Thea had always been fascinated by vampires. Not the overly sexualized creatures in movies like Twilight or Interview With A Vampire, but the dark, dangerous blood sucking creatures of the night that haunted her dreams. At the moment, she sat in the bowels of an old library reading through handwritten notes in a journal that was more than a hundred years old. Most of her friends were spending the Saturday night out dancing and drinking while she was tucked away in a dusty room with books that smelled of time and stale air.
She finished reading a page of cramped writing and leaned back to give both her eyes and neck a moment to relax. A glance at the antique watch on her wrist had her letting a sigh escape her lips. It was nearly ten o’clock and the library would close soon. She closed the books she had been using for research and stacked them neatly on the returns cart. Gathering the rest of her notebooks and personal items, Thea tucked all of it into her leather backpack and headed toward the side door of the building, hoping it would still be unlocked.
She didn’t make it to door, a sound caught her attention, and she spun around to face whatever was coming. Her heart raced as she looked back toward the tables she had been sitting at. A man dressed in all black stood behind the chair she had been using. He smiled, the slight movement of his lips bringing no comfort with them.
Thea sucked in a breath. He was familiar. She didn’t know his name, but had seen him around over the last few weeks since she had started reading the older journals. Squaring her shoulders, she spoke, “hello.”
“Miss Thea, I am sorry if I frightened you. That was not my intent. I only wish to speak with you about your research,” he said, his tone reminding her of the British actors she enjoyed watching on television. It fit his aesthetic perfectly, giving him a creepy vibe.
“Who are you and what do you want with me?” She asked, gripping her bag tighter against her side.
He rested a hand on the back of the chair. “My name is Winston. Winston Kettlemore,” he said.
The sound of his name did nothing to soothe her nerves. “And that means what to me? I’ve never heard the name before. What do you want with me?” She said, her temper getting the better of her.
He let out a laugh that echoed through the room. “How long have you been doing research on vampires?” He asked.
Thea looked at him over the distance between them. “All my life. But what does that have to do with you?” She asked.
Winston moved from behind the chair, walking the length of the table and stopping at the end. “Well, that depends on how much you believe in what you have read and how open your mind is,” he said.

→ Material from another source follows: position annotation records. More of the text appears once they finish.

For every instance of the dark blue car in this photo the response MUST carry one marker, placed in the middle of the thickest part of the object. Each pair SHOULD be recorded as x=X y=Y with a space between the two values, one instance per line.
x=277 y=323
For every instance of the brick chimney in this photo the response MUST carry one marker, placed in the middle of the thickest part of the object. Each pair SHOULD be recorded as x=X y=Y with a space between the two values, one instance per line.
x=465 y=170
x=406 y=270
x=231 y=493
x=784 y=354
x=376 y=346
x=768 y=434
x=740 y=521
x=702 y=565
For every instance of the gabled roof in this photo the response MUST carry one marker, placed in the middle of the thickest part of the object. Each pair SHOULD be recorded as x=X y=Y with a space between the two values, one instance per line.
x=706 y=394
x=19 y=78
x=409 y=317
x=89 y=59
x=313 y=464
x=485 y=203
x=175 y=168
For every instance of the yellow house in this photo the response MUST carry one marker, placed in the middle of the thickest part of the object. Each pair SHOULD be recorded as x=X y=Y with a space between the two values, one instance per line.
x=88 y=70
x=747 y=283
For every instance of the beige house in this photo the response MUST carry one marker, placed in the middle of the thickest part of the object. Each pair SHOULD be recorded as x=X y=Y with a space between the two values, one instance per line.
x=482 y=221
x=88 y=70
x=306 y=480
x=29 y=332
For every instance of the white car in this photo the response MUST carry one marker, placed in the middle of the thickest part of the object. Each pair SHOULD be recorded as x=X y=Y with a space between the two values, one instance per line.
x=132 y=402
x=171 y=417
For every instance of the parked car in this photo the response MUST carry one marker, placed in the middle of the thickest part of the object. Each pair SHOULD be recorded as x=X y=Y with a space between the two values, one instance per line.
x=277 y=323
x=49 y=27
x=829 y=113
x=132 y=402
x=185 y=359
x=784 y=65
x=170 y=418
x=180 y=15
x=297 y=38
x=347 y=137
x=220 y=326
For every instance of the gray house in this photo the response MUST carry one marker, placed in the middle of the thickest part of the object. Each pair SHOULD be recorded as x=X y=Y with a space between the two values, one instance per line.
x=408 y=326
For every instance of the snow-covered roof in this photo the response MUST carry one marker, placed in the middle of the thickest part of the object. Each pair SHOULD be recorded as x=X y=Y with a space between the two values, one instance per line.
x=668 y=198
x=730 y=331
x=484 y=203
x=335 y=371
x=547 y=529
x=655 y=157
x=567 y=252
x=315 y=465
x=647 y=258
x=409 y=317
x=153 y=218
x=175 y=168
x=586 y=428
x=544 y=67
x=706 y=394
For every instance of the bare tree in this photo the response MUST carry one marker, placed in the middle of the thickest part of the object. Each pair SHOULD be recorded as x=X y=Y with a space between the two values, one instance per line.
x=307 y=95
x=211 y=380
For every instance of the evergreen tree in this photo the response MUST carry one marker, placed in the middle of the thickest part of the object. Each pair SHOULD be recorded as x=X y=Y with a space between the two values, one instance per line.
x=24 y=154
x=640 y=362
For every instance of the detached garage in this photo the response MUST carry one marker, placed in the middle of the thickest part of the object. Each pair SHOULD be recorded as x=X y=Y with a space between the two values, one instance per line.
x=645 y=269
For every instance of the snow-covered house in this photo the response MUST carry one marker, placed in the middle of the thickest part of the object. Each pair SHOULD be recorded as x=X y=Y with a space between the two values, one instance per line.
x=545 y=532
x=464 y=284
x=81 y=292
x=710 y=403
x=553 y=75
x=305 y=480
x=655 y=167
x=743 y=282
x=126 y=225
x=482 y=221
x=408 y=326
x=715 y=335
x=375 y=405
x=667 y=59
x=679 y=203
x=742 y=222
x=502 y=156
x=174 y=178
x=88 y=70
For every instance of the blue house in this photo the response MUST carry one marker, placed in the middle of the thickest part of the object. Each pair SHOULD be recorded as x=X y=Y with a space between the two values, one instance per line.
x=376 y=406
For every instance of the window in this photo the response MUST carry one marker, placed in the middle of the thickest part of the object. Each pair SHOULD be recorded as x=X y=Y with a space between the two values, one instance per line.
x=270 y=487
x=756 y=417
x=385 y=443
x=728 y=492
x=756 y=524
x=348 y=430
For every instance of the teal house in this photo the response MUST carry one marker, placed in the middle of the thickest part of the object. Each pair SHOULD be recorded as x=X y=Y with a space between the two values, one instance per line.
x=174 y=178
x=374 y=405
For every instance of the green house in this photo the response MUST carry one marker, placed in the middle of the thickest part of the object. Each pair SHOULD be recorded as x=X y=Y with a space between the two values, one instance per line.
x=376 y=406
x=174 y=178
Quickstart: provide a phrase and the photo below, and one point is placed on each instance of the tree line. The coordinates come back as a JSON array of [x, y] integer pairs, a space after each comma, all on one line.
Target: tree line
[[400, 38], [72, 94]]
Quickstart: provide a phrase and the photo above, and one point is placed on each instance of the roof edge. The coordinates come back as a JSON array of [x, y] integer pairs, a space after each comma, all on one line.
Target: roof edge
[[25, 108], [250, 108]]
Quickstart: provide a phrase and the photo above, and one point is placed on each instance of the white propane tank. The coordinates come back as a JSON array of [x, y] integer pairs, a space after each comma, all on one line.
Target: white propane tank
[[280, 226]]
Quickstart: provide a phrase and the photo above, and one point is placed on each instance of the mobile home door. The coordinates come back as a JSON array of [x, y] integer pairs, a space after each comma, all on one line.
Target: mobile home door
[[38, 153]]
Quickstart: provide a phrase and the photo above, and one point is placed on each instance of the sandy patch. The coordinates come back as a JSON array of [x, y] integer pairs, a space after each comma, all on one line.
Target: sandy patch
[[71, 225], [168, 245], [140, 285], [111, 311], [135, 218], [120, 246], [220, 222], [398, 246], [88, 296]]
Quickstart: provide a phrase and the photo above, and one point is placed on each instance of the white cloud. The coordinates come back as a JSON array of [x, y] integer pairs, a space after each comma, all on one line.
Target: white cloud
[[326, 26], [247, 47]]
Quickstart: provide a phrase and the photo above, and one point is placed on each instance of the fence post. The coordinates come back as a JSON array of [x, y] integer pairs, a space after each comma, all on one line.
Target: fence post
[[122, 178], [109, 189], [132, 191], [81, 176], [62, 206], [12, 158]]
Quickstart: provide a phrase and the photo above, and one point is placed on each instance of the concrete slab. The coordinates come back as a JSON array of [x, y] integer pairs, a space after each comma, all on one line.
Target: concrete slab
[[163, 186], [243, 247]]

“I believe little of it. There’s too much fiction wrapped around what minor legends I can find,” she said.
Winston nodded. “So, you don’t think there is anything real hiding in the fiction?”
Thea shook her head. “Not really. I think it’s all stories from the minds of people who are fascinated by the idea of supernatural creatures. Bram Stroker, Anne Rice, and like have made vampires into something more than actually lived.” She said, unwilling to let the worry creeping up on her slip into her voice.
Winston tipped his head back and laughed a second time. Clearing his throat, he spoke, “You are correct. The writers have done their best to make a joke out of supernatural beings. However, there are a few things in those stories that are close to correct, or more to the point they are correct but tucked into the fiction in such a way few people notice them,” he said.
Fear wrapped around her, and her thoughts went to some of the older journals she had read. “I’m willing to listen to what you have to say.”
He nodded. “Then would you be willing to spare me the time it would take to have a cup of tea with me at the shop across the street?” He asked, still sounding foreign to her.
“Since it’s a public place and I could use a drink, sure.” She turned her back to him and walked out of the room. Thea could hear him following behind her as she left the library with a wave to the older woman sitting behind the information desk.
The woman waved back and called out to her. “See you tomorrow Thea,” she said.
“Five o’clock,” Thea said, walking on out of the building. She crossed the street with the man following her just a couple of respectful steps behind her.
Pushing through the door of the coffee shop, she waved to the man behind the counter. “The usual.” She said, turning to look at the man who should have been behind to ask what he wanted. The man wasn’t there. He was sitting at the corner table, leaning back against the wall. She shook her head and waited for her drink.
A couple of seconds later, the man behind the counter handed her a cup of sweet smelling tea. She walked over and sat down across from Winston at the table. He smiled and glanced at the cup in her hand. “Smells interesting,” he said.
“Thanks. It’s a chai mix,” she said. Taking a sip, she continued, “what did you want to talk to me about?”
He sat there for a few moments, looking at the people milling around the coffee shop. Then he spoke with a distracted tone. “The legend of the first vampire.”
Thea blinked. “You mean Vlad the Impaler?”
Winston chuckled. “No, he wasn’t a vampire. He was just a cruel man who became the heart of a legend bigger than he had ever been. I mean the real original vampire. The first man who lived longer than anyone else in the world. A man who needed the blood of humans to live,” he said. He smiled, showing the tips of fangs over his lower lips. “Me.”